Pendant longtemps, l’Espagne dépendait de la construction. Avec la crise, le pays recherche un nouveau moteur de croissance. C’est assez naturellement que le tourisme s’est davantage développé et certaines startups ont décidé de s’attaquer à ce marché.
Plus largement, de quoi l’écosystème espagnol autour des startups est-il constitué? Est-ce qu’il est assez solide ? Est-ce qu’il est naissant ? Est-ce qu’il est assez stimulant pour l’ensemble de l’environnement de start-ups?
En 2008-2010, il n'y avait pratiquement rien. Les entrepreneurs s’aidaient entre eux mais les choses ont beaucoup changé depuis. Beaucoup d’institutions se tournent vers les startups. Il y a même un peu trop d’initiatives parce que je dirai que ce n'est pas les plus à même de savoir quelle est la bonne opportunité. Malgré tout, le mouvement existe et l’écosystème est assez prometteur.
Les initiatives dont vous parlez se manifestent-elles par la création d’incubateurs, d’accélérateurs, d’évènements qui servent de de stimuli pour cet écosystème?
Récemment, un inventaire a été dressé sur l’ensemble du pays et plus de 500 incubateurs ont été dénombrés par exemple. Il y en a même trop maintenant. Il y a un peu une bulle d’entreprenariat mais la qualité n’est pas toujours au rendez-vous. Et tous les investisseurs avec qui je parle disent toujours la même chose, à savoir qu’il y a plus d’argent que de bons projets. Cela est aussi lié à un problème de qualité ou de maturité de l’écosystème. La bonne nouvelle, c’est qu’il y a beaucoup d’opportunités.

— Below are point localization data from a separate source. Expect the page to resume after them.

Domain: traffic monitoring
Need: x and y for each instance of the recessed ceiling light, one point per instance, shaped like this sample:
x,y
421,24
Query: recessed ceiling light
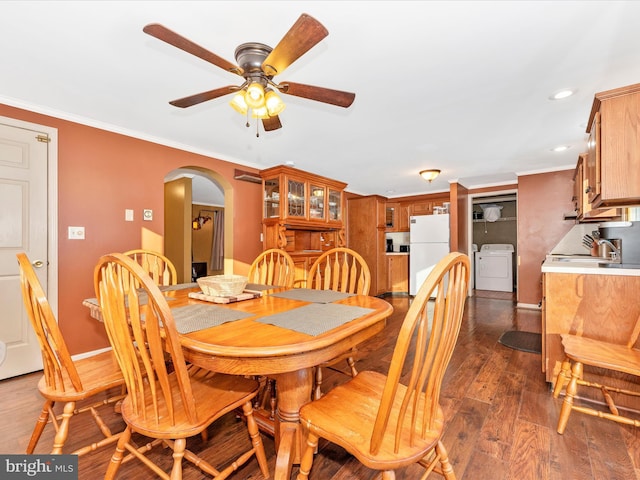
x,y
564,93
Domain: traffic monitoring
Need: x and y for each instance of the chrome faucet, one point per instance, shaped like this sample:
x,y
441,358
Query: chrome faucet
x,y
615,255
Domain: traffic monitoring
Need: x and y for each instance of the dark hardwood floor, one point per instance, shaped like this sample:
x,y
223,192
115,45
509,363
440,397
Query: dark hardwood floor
x,y
501,415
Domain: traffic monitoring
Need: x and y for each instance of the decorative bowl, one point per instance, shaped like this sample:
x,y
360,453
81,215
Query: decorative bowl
x,y
222,285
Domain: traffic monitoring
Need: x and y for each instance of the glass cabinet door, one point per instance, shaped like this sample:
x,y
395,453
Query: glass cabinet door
x,y
296,199
271,198
335,205
316,202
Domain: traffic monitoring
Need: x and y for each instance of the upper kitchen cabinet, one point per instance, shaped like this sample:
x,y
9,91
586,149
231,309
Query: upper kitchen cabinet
x,y
612,165
584,211
397,217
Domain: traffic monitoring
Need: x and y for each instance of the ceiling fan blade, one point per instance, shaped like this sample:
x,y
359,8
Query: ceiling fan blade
x,y
203,97
319,94
163,33
271,123
300,38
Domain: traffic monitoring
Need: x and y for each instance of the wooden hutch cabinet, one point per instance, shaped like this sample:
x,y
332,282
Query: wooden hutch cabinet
x,y
303,214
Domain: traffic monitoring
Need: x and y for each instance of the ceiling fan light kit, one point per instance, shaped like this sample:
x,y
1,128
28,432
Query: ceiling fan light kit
x,y
258,64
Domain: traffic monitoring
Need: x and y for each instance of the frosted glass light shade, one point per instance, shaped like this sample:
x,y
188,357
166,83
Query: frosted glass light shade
x,y
238,103
255,95
274,103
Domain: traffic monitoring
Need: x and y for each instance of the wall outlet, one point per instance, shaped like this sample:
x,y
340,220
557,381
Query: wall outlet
x,y
76,233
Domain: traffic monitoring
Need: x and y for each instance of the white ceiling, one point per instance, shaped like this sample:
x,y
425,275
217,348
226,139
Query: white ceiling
x,y
459,86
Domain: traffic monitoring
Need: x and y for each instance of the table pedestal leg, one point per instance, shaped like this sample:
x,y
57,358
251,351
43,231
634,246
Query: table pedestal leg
x,y
292,390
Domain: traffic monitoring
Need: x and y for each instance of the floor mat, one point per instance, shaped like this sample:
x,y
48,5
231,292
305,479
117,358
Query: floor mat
x,y
524,341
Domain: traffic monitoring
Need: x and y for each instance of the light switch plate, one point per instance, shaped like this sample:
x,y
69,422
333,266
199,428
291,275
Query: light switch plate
x,y
76,233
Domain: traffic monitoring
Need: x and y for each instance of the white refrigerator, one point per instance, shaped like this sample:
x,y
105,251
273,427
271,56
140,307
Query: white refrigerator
x,y
429,242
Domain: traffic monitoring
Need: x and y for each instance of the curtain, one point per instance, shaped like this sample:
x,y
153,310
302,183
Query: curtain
x,y
217,245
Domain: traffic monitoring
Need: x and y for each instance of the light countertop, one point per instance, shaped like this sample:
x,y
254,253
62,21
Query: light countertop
x,y
588,266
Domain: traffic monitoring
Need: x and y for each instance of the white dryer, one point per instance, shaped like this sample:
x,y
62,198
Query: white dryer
x,y
494,267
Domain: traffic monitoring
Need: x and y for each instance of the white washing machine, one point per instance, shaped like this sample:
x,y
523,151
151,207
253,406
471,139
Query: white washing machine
x,y
494,267
474,250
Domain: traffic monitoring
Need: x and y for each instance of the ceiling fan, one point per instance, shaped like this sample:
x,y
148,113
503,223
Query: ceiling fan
x,y
258,64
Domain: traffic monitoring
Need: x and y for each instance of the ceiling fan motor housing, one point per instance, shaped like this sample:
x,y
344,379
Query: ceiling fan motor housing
x,y
250,57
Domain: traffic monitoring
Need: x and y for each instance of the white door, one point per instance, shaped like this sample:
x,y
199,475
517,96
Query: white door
x,y
23,228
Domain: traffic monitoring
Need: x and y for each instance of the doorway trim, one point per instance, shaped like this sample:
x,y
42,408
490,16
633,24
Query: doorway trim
x,y
470,199
227,188
52,204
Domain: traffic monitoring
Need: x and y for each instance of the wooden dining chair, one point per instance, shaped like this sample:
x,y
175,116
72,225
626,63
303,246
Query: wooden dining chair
x,y
343,270
273,267
583,351
81,385
166,404
156,265
391,421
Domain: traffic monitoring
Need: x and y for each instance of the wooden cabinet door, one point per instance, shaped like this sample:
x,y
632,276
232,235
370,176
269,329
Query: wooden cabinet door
x,y
421,208
402,218
398,273
593,164
391,216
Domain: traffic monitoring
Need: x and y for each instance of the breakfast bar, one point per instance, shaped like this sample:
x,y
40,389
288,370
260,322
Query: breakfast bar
x,y
589,297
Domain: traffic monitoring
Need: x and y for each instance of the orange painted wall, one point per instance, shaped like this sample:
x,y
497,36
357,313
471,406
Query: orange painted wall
x,y
543,199
100,174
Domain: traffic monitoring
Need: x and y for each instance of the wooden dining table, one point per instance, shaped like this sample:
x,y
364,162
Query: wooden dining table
x,y
282,333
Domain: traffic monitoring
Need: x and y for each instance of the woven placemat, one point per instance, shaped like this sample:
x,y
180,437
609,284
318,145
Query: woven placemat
x,y
312,295
180,286
315,318
198,317
258,287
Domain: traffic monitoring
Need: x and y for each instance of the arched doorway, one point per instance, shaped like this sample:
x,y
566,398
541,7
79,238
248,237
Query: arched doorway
x,y
184,187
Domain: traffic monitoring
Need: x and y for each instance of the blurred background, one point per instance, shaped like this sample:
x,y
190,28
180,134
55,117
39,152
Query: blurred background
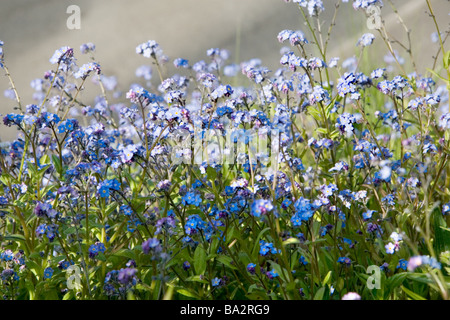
x,y
33,29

Et le gouvernement s’engage-t-il aussi dans cet écosystème ? Est-ce qu’il propose des aides ? Est-ce qu’il y a des fonds ? Est-ce qu’il simule lui aussi tout cet environnement?
Il s’engage très peu. Surtout "pour la photo", pas beaucoup dans les actions. Il y a des bonnes étapes mais généralement c'est 10-20% de ce qu’il faudrait faire. Par exemple existe désormais l’équivalent du statut d’auto-entrepreneur français. Avant cela, il fallait payer 300 euros par mois à la sécurité sociale pour commencer son activité quand bien même l’entrepreneur ne dégageait pas encore de révenus. Maintenant, avec ce statut d’auto-entrepreneur, ce forfait n’existe plus et c’est plus facile et plus incitatif de démarrer un projet. Mais il y a toujours des problèmes de frais quand on emploie une personne. Si bien que recruter une personne en Espagne reste assez lourd et assez cher. D’un autre côté, les talents espagnols sont bon marché. Certains disent même : "Ce qu’il faut c'est produire en Espagne et vendre ailleurs."
Avez-vous des exemples de startups espagnoles ayant rencontré un gros succès?
Oui. Je peux citer mon entrepreneur préféré. Il s’agit de Martin Varsavsky [un entrepreneur argentin,ndlr]. C'est un peu l’équivalent de Xavier Niel, le créateur de Free en France. Il a créé un Jazztel le concurrent des grosses compagnies d’Internet. Jazztel était une réussite et il a vendu cette entreprise. En 2005, il a fondé Fon, un leader mondial du wifi. Cet homme illustre parfaitement l’exemple d’un étranger venu à Madrid pour la qualité de vie, puis qui a monté plusieurs grands projets qu’il a exportés avec succès.